A caravan park has failed in its bid to overturn refusal of 24 chalets in a popular North Wales holiday hotspot.

Proposals to install the static structures at the Golden Sunset Caravan Park in Benllech, Anglesey, were refused in 2019 due to the visual impact it would have.

The applicants lodged an appeal with Welsh Government appointed inspectors believing that replacing what are currently two existing touring caravan fields with a “high quality well designed scheme,” would reduce the prominence of caravans and enhance the site.

The two fields in question can only accommodate touring caravans between April 1 and October 31 every year, with the application seeking to allow the chalets to remain there all year round.

But this week the planning inspectorate revealed it was upholding Anglesey Council’s refusal, with the local authority believing the development to fall foul of the Joint Local Development Plan (JLDP) and would result in “a detrimental permanent visual impact on the landscape character of the locale” including the coastline and nearby Area of Outstanding Natural Beauty.

Planning officers also believed that the 24 chalets would “conflict with the surrounding landscape character” and that no justification had been presented on why it should be excepted from the JLDP.

The plans had also been opposed by local councillors, with Ieuan Williams writing to the planning inspectorate urging them to uphold the council’s decision.

Cllr Williams claimed Benllech has already reached “saturation point”, citing a number of holiday developments which have already been awarded planning permission or are currently under construction within a 1.5 mile radius – including 20 homes, 36 chalets and six glamping pods.

“On busy weekends through the summer the square can become gridlocked.
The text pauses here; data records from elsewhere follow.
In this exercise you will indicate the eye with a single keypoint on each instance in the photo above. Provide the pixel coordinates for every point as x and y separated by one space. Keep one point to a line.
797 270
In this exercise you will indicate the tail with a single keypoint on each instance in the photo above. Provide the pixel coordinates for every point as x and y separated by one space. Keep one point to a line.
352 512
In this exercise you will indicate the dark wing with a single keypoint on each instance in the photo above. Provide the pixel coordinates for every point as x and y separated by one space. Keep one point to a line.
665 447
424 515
There is a pub, coffee shop, deli, Indian takeaway, small cafe, two fish and chip shops and a Tesco Express on the square.

“Unfortunately visitors and locals do not travel to these shops in a sustainable manner, they come by car.”
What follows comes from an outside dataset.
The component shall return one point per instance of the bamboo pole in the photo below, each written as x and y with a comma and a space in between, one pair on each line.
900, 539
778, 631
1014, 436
The developers argued that the plans would represent an improvement on the site’s current use as a touring caravan site, for which they say there are no controls over siting or length of stay.

“The proposal would provide higher quality holiday units on a site which is within walking distance of all facilities in Benllech, leading to increased economic activity throughout the year,” they added.

“Through delivering this scheme which includes landscaping proposals and a defined location for the units and introducing carefully selected coloured caravans, the current visual impact of the touring caravans and tents will be mitigated, and this will lead to an overall landscape enhancement.”

But falling on the side of councillors, planning inspector Vicki Hirst concluded in her report: “The provision of 24 static caravans with their associated decking and stoned parking areas would result in a permanent change to the visual character of the appeal site.

“Given the transient and temporary nature of the existing use, I do not find the benefits of removing the existing seasonal use of the site for touring caravans and camping justifies the proposed development and the related permanent effects to the landscape.”